Version, Builds, and Updates Oh My!!!
I just did a clean install of Windows 10. I then checked for updates a only got a few. This started me thinking since when I do 7 or 8 clean install, I get a lot of updates. So, I started my google quest to learn more about Versions, Builds, and Updates for Windows 10. I read Brink's Sticky as well. I have attached a pic to show what I have. Check for updates indicate that I am up to date.
Can someone explain Version, Build, Anniversary, and updates? Or maybe direct me to information that explains what these are as compared to the old way? I'm more familiar with lets say Windows 7 Home Premium, Service packs, and monthly updates. As a student in computers and networks I think I may need to have a better understanding how Windows 10 does things.

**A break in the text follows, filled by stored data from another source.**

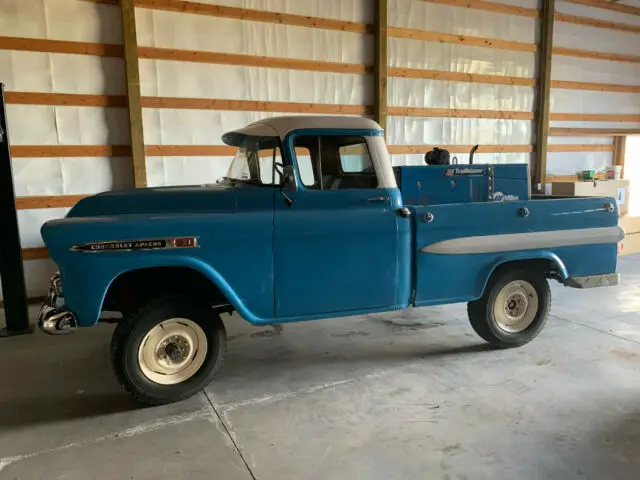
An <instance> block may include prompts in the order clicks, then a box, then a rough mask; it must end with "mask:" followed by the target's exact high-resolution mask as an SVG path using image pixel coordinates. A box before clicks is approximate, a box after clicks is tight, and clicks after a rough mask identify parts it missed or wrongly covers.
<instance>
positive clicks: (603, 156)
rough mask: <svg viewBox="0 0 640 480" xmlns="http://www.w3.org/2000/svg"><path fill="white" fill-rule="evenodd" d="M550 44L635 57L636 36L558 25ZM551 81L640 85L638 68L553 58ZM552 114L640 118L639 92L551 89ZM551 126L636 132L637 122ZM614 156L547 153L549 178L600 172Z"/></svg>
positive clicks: (565, 8)
mask: <svg viewBox="0 0 640 480" xmlns="http://www.w3.org/2000/svg"><path fill="white" fill-rule="evenodd" d="M556 11H558V12H561V13H566V14H570V15H578V16H582V17H589V18H597V19H600V20H607V21H612V22H619V23H626V24H629V25H640V16H637V15H629V14H626V13H620V12H615V11H611V10H605V9H602V8H594V7H588V6H585V5H577V4H573V3H568V2H556ZM553 35H554V39H553V42H554V46H555V47H565V48H573V49H582V50H593V51H598V52H605V53H618V54H628V55H638V54H639V53H640V47H639V46H640V34H637V33H632V32H625V31H618V30H610V29H603V28H595V27H590V26H585V25H575V24H571V23H565V22H556V23H555V28H554V32H553ZM551 78H552V80H564V81H574V82H575V81H578V82H594V83H608V84H619V85H640V64H638V63H629V62H617V61H604V60H595V59H589V58H576V57H569V56H564V55H553V62H552V69H551ZM551 112H552V113H590V114H613V115H625V114H627V115H638V114H639V113H640V94H637V93H619V92H599V91H587V90H569V89H558V88H554V89H552V90H551ZM551 127H571V128H573V127H575V128H636V129H637V128H640V123H611V122H559V121H552V122H551ZM549 143H550V144H554V143H563V144H570V143H580V144H608V145H611V144H612V143H613V138H612V137H592V138H589V137H549ZM612 160H613V153H612V152H571V153H564V152H550V153H549V154H548V157H547V174H548V175H571V174H574V173H576V171H579V170H586V169H594V170H601V169H604V168H605V167H606V166H607V165H611V163H612Z"/></svg>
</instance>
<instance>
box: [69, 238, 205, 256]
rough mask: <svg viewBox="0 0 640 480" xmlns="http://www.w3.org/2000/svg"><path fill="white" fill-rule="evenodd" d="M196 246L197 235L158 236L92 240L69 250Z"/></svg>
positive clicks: (166, 248) (153, 248)
mask: <svg viewBox="0 0 640 480" xmlns="http://www.w3.org/2000/svg"><path fill="white" fill-rule="evenodd" d="M196 247H198V239H197V237H180V238H159V239H149V240H125V241H121V240H118V241H111V242H92V243H82V244H79V245H74V246H72V247H71V250H72V251H74V252H89V253H98V252H112V251H125V252H131V251H138V250H160V249H168V248H196Z"/></svg>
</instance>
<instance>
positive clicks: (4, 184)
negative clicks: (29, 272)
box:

This (Windows as a service and Servicing links are informative) - https://support.microsoft.com/en-us/...update-history
Windows 10 updates are cumulative, so you only need to install like 3-4 updates, which include everything.
There are 3 major versions, basically: RTM (Build 10240), SP1 (Build 10586) and SP2 (Build 14393 or 1607 AU).

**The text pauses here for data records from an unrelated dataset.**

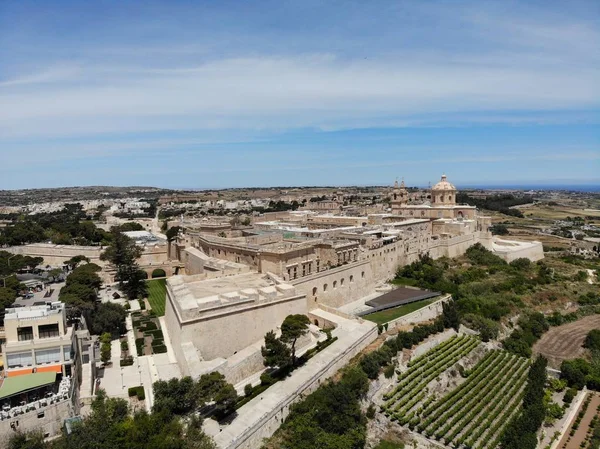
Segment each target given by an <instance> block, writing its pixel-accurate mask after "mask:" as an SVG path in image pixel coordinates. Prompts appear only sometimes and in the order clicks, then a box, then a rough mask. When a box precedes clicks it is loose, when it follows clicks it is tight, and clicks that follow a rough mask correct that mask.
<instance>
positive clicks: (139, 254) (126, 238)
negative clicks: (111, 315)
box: [100, 229, 148, 299]
mask: <svg viewBox="0 0 600 449" xmlns="http://www.w3.org/2000/svg"><path fill="white" fill-rule="evenodd" d="M111 235H112V244H111V245H110V246H109V247H108V248H106V250H105V251H104V252H103V253H102V254H101V255H100V259H101V260H107V261H109V262H110V263H111V264H112V265H113V266H115V268H116V270H117V274H116V276H115V279H116V280H118V281H119V288H120V289H121V291H123V293H125V295H127V297H128V298H129V299H138V298H143V297H144V296H146V294H147V291H148V287H147V285H146V282H145V280H146V273H145V272H144V271H143V270H141V269H140V267H139V265H138V264H137V262H136V260H137V259H138V258H139V257H140V256H141V254H142V249H141V248H140V247H139V246H137V245H136V244H135V242H134V241H133V240H132V239H130V238H129V237H127V236H126V235H125V234H123V233H122V232H120V231H119V230H118V229H113V230H112V232H111Z"/></svg>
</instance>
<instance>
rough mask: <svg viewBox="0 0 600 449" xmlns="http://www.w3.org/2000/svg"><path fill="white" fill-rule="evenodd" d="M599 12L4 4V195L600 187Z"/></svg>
mask: <svg viewBox="0 0 600 449" xmlns="http://www.w3.org/2000/svg"><path fill="white" fill-rule="evenodd" d="M599 23H600V2H597V1H594V0H591V1H570V2H563V1H555V2H554V1H528V2H523V1H521V2H511V1H500V0H498V1H494V2H486V1H482V0H477V1H472V2H463V1H453V2H447V1H440V2H435V1H428V2H421V1H416V0H415V1H393V2H386V1H383V0H380V1H373V2H365V1H356V2H353V1H343V2H336V1H330V2H322V1H312V0H302V1H281V0H279V1H272V2H269V1H264V2H247V1H223V0H221V1H204V2H203V1H175V0H172V1H168V2H167V1H164V2H152V1H144V2H133V1H131V2H127V1H94V2H88V1H77V2H76V1H59V0H54V1H52V2H39V1H35V2H28V1H19V2H8V1H1V0H0V157H1V158H0V189H7V188H8V189H12V188H30V187H54V186H71V185H98V184H103V185H105V184H110V185H156V186H163V187H175V188H203V187H238V186H270V185H279V186H280V185H353V184H359V185H365V184H386V183H392V182H393V180H394V179H395V178H396V177H404V178H405V179H406V181H407V183H408V184H409V185H426V184H427V182H428V181H432V182H435V181H436V180H437V179H438V178H439V176H440V174H441V173H442V172H446V173H447V174H448V177H449V179H450V180H452V181H453V182H455V183H456V184H457V185H459V186H460V185H473V184H496V185H497V184H503V183H506V184H527V183H539V182H546V183H549V184H552V183H566V184H576V183H581V184H600V175H599V174H598V173H599V170H598V169H599V168H600V52H599V51H598V48H600V25H599Z"/></svg>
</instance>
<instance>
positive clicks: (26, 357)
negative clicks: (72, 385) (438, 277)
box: [6, 346, 71, 368]
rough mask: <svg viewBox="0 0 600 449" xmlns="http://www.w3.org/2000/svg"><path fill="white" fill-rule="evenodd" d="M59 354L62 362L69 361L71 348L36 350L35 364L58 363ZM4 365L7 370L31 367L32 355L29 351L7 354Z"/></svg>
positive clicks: (32, 354)
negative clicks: (25, 367) (64, 361)
mask: <svg viewBox="0 0 600 449" xmlns="http://www.w3.org/2000/svg"><path fill="white" fill-rule="evenodd" d="M61 352H62V356H63V357H64V361H69V360H71V347H70V346H63V347H62V348H61V347H60V346H59V347H58V348H51V349H37V350H36V351H35V364H36V365H43V364H46V363H59V362H61V361H62V360H61ZM6 364H7V366H8V367H9V368H16V367H20V366H33V364H34V363H33V354H32V352H31V351H27V352H17V353H13V354H7V356H6Z"/></svg>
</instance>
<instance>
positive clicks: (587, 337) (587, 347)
mask: <svg viewBox="0 0 600 449" xmlns="http://www.w3.org/2000/svg"><path fill="white" fill-rule="evenodd" d="M583 347H584V348H587V349H591V350H596V351H600V329H592V330H591V331H590V332H589V333H588V334H587V336H586V337H585V342H584V343H583Z"/></svg>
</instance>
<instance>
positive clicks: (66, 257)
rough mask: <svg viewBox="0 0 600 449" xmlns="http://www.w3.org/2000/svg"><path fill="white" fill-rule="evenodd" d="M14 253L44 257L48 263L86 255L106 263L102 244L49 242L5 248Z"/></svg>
mask: <svg viewBox="0 0 600 449" xmlns="http://www.w3.org/2000/svg"><path fill="white" fill-rule="evenodd" d="M5 250H6V251H8V252H10V253H12V254H21V255H23V256H31V257H43V258H44V264H46V265H54V266H56V265H62V264H63V263H64V261H65V260H68V259H70V258H71V257H74V256H79V255H81V256H85V257H87V258H89V259H90V262H93V263H95V264H97V265H99V266H101V267H104V266H105V265H106V263H105V262H103V261H101V260H100V253H101V252H102V251H103V248H102V247H100V246H78V245H53V244H49V243H31V244H29V245H23V246H10V247H8V248H6V249H5Z"/></svg>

Updates currently download only, what is needed, lets say there is 800MB update, 10 will download only 150 MB.
And if this was not good enough, MS is planning to improving it even further with Unified Update Platform (UUP).
From a practical standpoint it is Windows 10, Version 1607 and Build 14393.447, also referred to as the AU/Anniversary Update. The Version number changed such as 1607 [July 2016] replaced 1511 [November 2015] which replaced 10240 [the original RTM[Release To Market/Manufacturing] version]. The Build number is somewhat similar to a Service Pack as used on Win7 and earlier. It gets confusing when Upgrade and update are used interchangeably. Added to the mix of the RTM/Release version we also have the IP/Insider Preview version [formerly the Technical Preview] which could also be called the BETA or testing version. The IP version has larger Build numbers.
The .xxx on the Build number changes more frequently than the other numbers.
As to the confusion, it's important to have those numbers mentioned in questions or System Specs so solutions for the RTM version don't include those for the testing version.
Thank you for your response. Things are starting to sink in a little. I do like the cumulative aspect. Seems MS heard the cry about updates.
Right! I just did an install of Windows 7 for a friend...OMG.... over 200 different updates that took me about 2 days to finally get through - and that was after working a couple hours to just get Windows Update to do anything at all!
this is my first post and my enlish is poor so hope you understood.